The mechanics of the lock are simple: we are moving down river with the flow of the water, so when we enter a lock, it is full of water. The lock seals behind us, and a valve is released to allow the water to rush out of the lock. The tow itself is being moved to the same level as the river we are moving down. Once the tow is at the same level as the water outside the lock, the valve is closed, and we wait for the massive concrete door ahead of us to open so the tow can move out. It is a similar procedure for ships going upriver against the flow, but instead of the valve releasing water, the valve fills the lock. It takes about 30 minutes to pass through each lock.
The Columbia Snake River System is a superhighway for moving wheat and other agricultural products from farm to market. The barges and rail lines that run on both banks of the Columbia River carry more than 55% of all U.S. wheat bound for export each year. Barges are the most efficient way to move large volumes of grain, making the river system a cost-effective and “green” logistical option. The Army Corps of Engineers maintains the lock system; its history goes back to the 1930s when President Franklin Roosevelt personally inaugurated Bonneville, the first of the eight dams and locks east of Portland.

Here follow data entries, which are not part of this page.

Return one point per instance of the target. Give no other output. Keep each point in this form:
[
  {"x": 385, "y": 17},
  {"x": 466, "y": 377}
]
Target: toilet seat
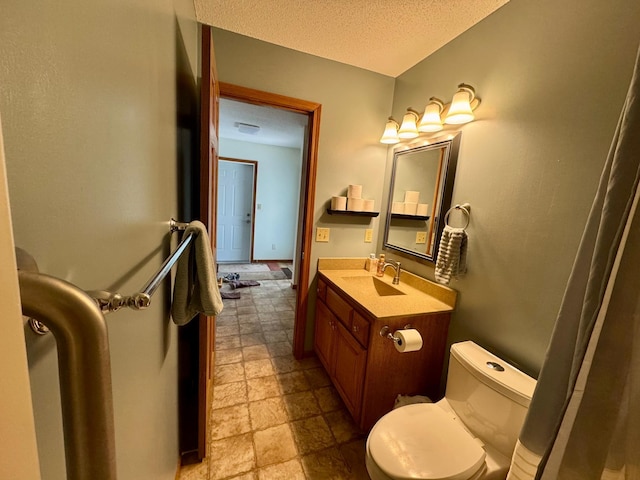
[{"x": 423, "y": 441}]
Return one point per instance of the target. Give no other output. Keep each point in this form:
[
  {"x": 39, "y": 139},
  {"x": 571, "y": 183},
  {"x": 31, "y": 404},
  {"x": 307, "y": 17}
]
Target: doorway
[
  {"x": 236, "y": 200},
  {"x": 306, "y": 192}
]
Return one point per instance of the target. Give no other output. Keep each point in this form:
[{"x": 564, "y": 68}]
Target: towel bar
[{"x": 112, "y": 301}]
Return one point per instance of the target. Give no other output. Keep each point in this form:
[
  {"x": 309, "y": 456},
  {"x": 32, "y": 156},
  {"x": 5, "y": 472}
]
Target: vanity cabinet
[{"x": 365, "y": 368}]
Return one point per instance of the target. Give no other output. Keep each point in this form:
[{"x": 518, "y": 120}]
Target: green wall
[
  {"x": 552, "y": 77},
  {"x": 88, "y": 100}
]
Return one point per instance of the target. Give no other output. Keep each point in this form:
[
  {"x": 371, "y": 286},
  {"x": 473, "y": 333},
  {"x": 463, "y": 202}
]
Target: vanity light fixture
[
  {"x": 462, "y": 106},
  {"x": 431, "y": 121},
  {"x": 409, "y": 129},
  {"x": 458, "y": 112},
  {"x": 390, "y": 135}
]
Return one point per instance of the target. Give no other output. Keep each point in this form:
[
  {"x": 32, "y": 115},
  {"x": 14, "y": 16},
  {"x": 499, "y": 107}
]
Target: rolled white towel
[{"x": 452, "y": 255}]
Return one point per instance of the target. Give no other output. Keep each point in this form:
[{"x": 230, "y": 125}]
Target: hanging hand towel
[
  {"x": 196, "y": 286},
  {"x": 452, "y": 254}
]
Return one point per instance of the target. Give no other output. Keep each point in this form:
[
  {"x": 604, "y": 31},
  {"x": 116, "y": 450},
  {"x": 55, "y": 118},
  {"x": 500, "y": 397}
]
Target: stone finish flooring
[{"x": 273, "y": 417}]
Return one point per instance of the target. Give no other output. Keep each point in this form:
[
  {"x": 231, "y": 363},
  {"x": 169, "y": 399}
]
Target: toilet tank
[{"x": 489, "y": 396}]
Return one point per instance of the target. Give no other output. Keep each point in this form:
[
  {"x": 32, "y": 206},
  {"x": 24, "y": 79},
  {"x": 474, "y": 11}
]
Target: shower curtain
[{"x": 584, "y": 418}]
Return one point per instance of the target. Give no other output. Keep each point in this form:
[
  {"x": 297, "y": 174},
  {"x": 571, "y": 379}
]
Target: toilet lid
[{"x": 422, "y": 441}]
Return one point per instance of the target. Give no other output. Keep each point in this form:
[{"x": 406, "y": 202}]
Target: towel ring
[{"x": 465, "y": 207}]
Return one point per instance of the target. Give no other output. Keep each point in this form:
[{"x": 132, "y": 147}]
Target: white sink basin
[{"x": 373, "y": 285}]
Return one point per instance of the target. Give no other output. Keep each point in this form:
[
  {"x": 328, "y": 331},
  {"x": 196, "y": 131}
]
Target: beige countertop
[{"x": 419, "y": 295}]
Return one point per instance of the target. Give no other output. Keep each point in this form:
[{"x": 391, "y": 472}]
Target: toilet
[{"x": 468, "y": 435}]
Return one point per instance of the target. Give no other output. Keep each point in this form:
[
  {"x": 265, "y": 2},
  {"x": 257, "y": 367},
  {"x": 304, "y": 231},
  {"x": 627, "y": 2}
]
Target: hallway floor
[{"x": 273, "y": 417}]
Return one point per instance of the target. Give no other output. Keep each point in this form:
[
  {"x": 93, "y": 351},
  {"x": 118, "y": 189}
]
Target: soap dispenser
[
  {"x": 373, "y": 263},
  {"x": 380, "y": 269}
]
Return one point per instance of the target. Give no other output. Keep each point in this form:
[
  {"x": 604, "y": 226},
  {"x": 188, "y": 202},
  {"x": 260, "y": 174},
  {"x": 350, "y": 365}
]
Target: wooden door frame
[
  {"x": 253, "y": 198},
  {"x": 308, "y": 185}
]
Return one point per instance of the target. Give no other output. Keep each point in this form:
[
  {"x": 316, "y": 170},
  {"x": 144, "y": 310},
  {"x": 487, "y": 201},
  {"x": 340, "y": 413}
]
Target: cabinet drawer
[
  {"x": 322, "y": 290},
  {"x": 339, "y": 307},
  {"x": 360, "y": 329}
]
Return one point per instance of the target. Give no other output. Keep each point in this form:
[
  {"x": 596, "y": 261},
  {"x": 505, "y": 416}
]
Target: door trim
[
  {"x": 253, "y": 197},
  {"x": 308, "y": 186}
]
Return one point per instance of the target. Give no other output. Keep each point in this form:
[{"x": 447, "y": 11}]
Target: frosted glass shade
[
  {"x": 390, "y": 135},
  {"x": 460, "y": 109},
  {"x": 409, "y": 129},
  {"x": 431, "y": 121}
]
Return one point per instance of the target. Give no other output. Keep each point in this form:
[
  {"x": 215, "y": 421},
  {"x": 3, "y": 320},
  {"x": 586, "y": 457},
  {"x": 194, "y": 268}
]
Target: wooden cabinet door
[
  {"x": 324, "y": 332},
  {"x": 350, "y": 362}
]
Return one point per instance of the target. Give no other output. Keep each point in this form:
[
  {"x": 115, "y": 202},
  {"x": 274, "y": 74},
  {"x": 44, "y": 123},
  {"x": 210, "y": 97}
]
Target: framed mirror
[{"x": 422, "y": 179}]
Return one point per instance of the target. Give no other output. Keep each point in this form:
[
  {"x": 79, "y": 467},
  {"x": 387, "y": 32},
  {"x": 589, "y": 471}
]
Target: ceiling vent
[{"x": 247, "y": 128}]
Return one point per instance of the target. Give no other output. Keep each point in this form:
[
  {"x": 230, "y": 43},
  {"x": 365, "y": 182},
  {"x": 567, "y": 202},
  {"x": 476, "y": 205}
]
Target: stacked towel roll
[{"x": 353, "y": 202}]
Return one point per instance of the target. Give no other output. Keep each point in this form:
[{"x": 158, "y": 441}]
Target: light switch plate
[
  {"x": 368, "y": 235},
  {"x": 322, "y": 234}
]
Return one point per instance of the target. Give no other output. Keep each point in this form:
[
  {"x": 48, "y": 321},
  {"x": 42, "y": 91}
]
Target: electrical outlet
[
  {"x": 322, "y": 234},
  {"x": 368, "y": 235}
]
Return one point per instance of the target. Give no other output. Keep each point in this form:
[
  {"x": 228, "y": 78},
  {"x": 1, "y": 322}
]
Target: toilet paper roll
[
  {"x": 409, "y": 340},
  {"x": 397, "y": 207},
  {"x": 368, "y": 205},
  {"x": 354, "y": 191},
  {"x": 411, "y": 196},
  {"x": 338, "y": 203},
  {"x": 355, "y": 204},
  {"x": 410, "y": 208}
]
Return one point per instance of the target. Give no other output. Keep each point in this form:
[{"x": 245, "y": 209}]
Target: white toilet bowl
[{"x": 468, "y": 435}]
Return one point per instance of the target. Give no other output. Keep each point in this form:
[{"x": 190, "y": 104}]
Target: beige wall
[
  {"x": 18, "y": 449},
  {"x": 88, "y": 100},
  {"x": 355, "y": 103},
  {"x": 552, "y": 77}
]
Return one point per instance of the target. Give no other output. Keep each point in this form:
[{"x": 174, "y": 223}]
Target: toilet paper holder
[{"x": 385, "y": 332}]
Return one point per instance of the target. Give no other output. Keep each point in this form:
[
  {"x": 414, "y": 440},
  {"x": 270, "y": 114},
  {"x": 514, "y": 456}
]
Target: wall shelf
[
  {"x": 410, "y": 217},
  {"x": 349, "y": 212}
]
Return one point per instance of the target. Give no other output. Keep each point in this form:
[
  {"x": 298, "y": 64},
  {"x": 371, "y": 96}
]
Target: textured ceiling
[{"x": 384, "y": 36}]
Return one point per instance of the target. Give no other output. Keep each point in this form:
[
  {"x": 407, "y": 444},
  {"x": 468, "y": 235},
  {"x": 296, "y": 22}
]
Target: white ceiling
[
  {"x": 383, "y": 36},
  {"x": 277, "y": 127}
]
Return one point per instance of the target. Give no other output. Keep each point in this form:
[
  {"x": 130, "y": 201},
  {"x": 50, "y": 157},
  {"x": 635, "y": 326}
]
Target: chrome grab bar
[{"x": 84, "y": 369}]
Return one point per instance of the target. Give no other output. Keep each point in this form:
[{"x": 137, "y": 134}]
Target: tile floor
[{"x": 273, "y": 417}]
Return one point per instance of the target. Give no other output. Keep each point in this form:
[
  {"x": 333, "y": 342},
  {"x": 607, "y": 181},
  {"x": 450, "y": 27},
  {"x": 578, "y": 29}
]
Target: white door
[{"x": 235, "y": 208}]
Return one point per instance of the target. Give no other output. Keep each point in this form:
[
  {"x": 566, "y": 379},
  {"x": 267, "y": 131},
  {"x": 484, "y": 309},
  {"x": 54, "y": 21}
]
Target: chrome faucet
[{"x": 396, "y": 267}]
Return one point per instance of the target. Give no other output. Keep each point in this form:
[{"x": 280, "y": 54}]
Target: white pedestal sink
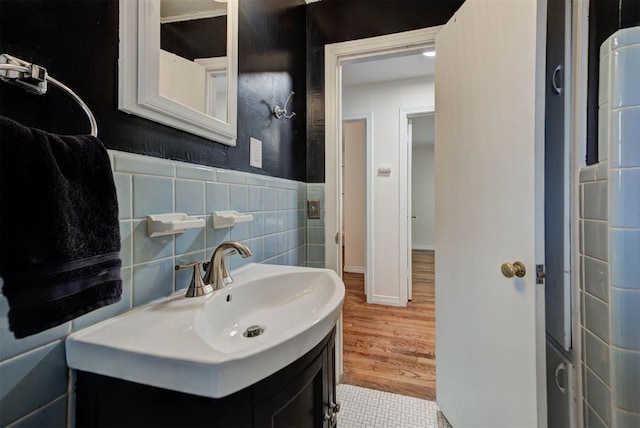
[{"x": 197, "y": 345}]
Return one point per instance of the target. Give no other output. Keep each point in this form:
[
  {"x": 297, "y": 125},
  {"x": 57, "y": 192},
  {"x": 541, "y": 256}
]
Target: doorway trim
[
  {"x": 406, "y": 148},
  {"x": 335, "y": 54},
  {"x": 367, "y": 117}
]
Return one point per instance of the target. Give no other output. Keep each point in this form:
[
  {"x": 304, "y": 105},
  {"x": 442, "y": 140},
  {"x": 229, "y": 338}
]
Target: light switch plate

After about 60 hours on board the tugboat, we arrive in Vancouver, Wash., on the north bank of the Columbia River. We drop off two barges at an export elevator and proceed west again, up the north-flowing Willamette River that bisects Portland. It is my third river in a week, and we are taking the last barge to an export elevator just across the river from the U.S. Wheat Associates (USW) West Coast Office. There is a vessel at berth waiting for the wheat we carry. The crew drops the barge, and me, at the elevator. I walk up a set of metal stairs connected to a hoist and hop off, touching land for the first time since Tuesday. I walk across the river on Portland’s Steel Bridge, under which the wheat from our tow will pass on its way overseas, to my office.